Some years ago I sent mine to Short Action Customs. I would call Mark as he will know at what temp the action was tempered to. I forget the temperature of the Nitriding, somewhere around 1100?

Either way, he will know and does outstanding work.
 
Properly hardened stress relieved 416R should have no issues with a QPQ melonite process, assuming no one messes anything up in their process. Typical tempers for things like firearms actions and barrels is going to be in the 20-30 HRC range (ideally 24-28 HRC on the barrels; leaving some higher & lower regions for mating components). The range is to allow enough dissimilarity between identical materials to avoid galling. Common 416R temper to get down to 25-26 HRC & 130ksi UTS is approx 1050F/4Hrs.

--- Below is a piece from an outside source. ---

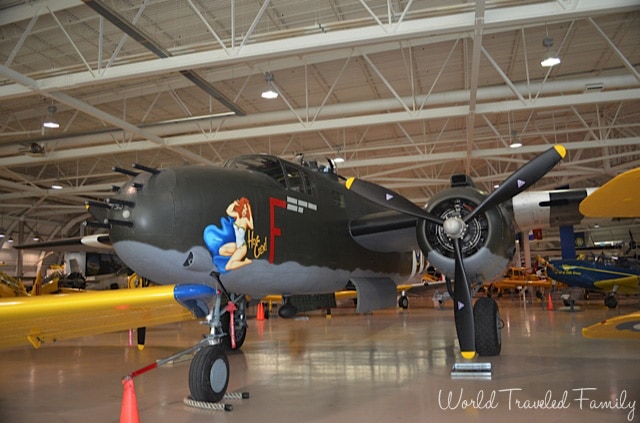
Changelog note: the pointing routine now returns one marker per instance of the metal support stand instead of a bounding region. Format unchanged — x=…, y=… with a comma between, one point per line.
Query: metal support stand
x=474, y=371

The high-temp portion of a QPQ process is done anywhere from 900-1150F for something like 60-120min, nominally at ~1075F/90min... of course, this all depends on the parts being run and what the customer specs. So yes, there is some overlap with the age treatment of something like 416R meaning there is a potential someone could screw something up. But even at a maximal melonite temperature profile (~1150F) you're not high enough in the temperature region to really drive the stainless below 20 HRC / 110ksi UTS ... and even then, a 90 minute soak ain't even going to get you that far either because your tempering tables need you to run temp about 4 hours.

Not to mention that this is where a finisher that understands the product material and application comes into play - they keep the process tight and in a most favorable time/temperature zone based on the parts they're running and the customer specs. For 416R firearm parts you'd hope your finisher is processing <1000F which wouldn't even net you a temper below 30HRC / 145ksi UTS even if you ran it for 4 hours... let alone 90min.

I'm not to worried. We don't hear about KB'd actions all over the place despite the undoubtedly tens, if not hundreds, of thousands of rounds fired through refinished-nitrided actions every year.


Hi,

Shit, nevermind....I had a detailed reply typed that showed you are making a whole lot of assumptions in regards to temperatures and HRC ranges, etc etc but then noticed your last sentence...

For clarity sake... H&M processes at 1200deg and using "time" as the variation depending on alloy specifications and its' heat treatment process/cycle. That is why they ask for the alloy and heat treatment specifications. Guess what??? You do not have them, lol.